Quote from: thomasha on December 09, 2020, 05:57:03 PM
Is there a schematic for the rev D or the rev E?
Would help to understand what the jumpers are doing. Is there a gain stage between BBDs?
I would say that with 4 chips you will have one extra gain stage for each chip, which would need adjustment.
The vintage DMM has one to compensate/adjust the gain of the BBD, so that the second BBD receives the same signal level. I guess here you want something like that.
The BBD itself has a gain higher than 1(in my builds at least...), meaning more BBDs produce more signal, and at some point it will distort (without gain stages or voltage dividers to reduce the gain).
The schematics don't have any information about the jumpers but my theory above about the jumpers is 100% correct.
The jumper points JP1 and JP2 bypass the extra stages which need to be connected only if you use the factory 2x MN3005 setup.
JP3 IS NEVER connected in any case at all.
If you want to use 4x MN3005, all jumper points have to be open (same as a factory 4x MN3008 setup). There is no doubt about this, but you are right that there is added gain when you use 4 chips!
Trimpot 3 (negative feedback loop of U3A) sets the gain for the second pair of BBD's (U5 and U6). I have it at the lowest setting in my case and this works out. That way the opamp U3A has no added gain at that stage (because you don't want the gain with 4x MN3005's).
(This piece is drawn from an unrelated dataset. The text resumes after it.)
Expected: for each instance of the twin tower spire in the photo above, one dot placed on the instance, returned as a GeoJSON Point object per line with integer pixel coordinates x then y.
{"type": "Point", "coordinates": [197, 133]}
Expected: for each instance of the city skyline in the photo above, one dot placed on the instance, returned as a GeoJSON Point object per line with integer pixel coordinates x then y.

What I did find out is that by adding these extra BBD stages (with 4x MN3008), like you say the gain goes up indeed, but there is enough headroom in the BBD's to take that signal).
I actually found a fix by lowering the gain of the NON-inverting opamp before the compander, I got rid of the clipping now. This opamp is set with a gain of 2 stock, it seems just a little bit too much. Still some further testing and calibration is needed now.